Which leads me completely off the original post topic and straight to:

What would I do with a refrigerator that could also heat items AND has the Google logo located somewhere on it (in order – of course)?

  1. Create a specially made altar just for it -as all things Google and Apple must be worshiped.
  2. Place the Google refrigerator on the Altar with great reverence and care (may even need to pray while plugging it in – not sure about that one yet).
  3. Carefully fill the refrigerator with un-boxed Peeps, an edible Flying Spaghetti Monster, and a Gummy Banana Slug (or two).
  4. Turn the refrigerator on its highest heat setting… crap no window!!! rethink last thought… Turn the refrigerator on its coldest cold setting.
  5. Wait at least two hours – a good excuse to go play Guitar Hero III.
  6. Remove items from refrigerator and smash all with a hammer to test if the refrigerator was able to cool the items enough to shatter.
  7. If yes –> Enjoy shards of sugary goodness! Repeat as necessary
  8. Else –> Feel satisfied with a smushed mound of goo. Do not repeat – fill fridge with Bawls instead.
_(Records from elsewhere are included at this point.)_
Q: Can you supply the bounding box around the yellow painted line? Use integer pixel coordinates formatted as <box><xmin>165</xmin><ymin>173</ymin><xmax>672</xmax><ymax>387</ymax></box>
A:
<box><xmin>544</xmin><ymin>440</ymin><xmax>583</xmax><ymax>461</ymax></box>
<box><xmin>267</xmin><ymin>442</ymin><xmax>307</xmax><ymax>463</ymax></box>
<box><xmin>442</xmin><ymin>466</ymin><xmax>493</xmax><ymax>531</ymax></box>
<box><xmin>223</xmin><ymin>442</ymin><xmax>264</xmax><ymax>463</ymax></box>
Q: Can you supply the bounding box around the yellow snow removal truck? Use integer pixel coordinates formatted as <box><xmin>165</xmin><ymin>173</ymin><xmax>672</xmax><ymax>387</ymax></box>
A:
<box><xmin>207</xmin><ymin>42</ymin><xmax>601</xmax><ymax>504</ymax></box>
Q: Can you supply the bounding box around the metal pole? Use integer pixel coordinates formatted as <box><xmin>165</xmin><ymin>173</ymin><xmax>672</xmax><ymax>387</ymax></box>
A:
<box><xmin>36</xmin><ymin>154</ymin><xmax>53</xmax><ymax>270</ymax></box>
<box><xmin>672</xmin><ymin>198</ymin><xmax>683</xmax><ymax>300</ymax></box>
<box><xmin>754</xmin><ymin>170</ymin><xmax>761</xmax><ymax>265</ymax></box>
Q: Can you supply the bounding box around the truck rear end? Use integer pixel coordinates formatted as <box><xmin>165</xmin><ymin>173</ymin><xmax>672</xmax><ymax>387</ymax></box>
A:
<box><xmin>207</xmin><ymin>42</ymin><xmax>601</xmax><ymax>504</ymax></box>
Tune in later to find out if I ever return to the original post topic…

Disclaimer: this post is in response to a “contest” for a free Google refrigerator. You can find all the giveaway information on Dan Perry’s blog. And just in case you are not familiar with the concept, this post contains some SARCASM – you have been warned.

2 Responses to “A search for the perfect fridge”

  1. Just wanted to say thanks for entering, and best of luck!

  2. Hey there Belhoste,

    I entered this contest too, but I just wanted to give you a shout-out for mentioning Bawls in your entry! The founder is a college buddy of mine and I love it that he’s still going strong.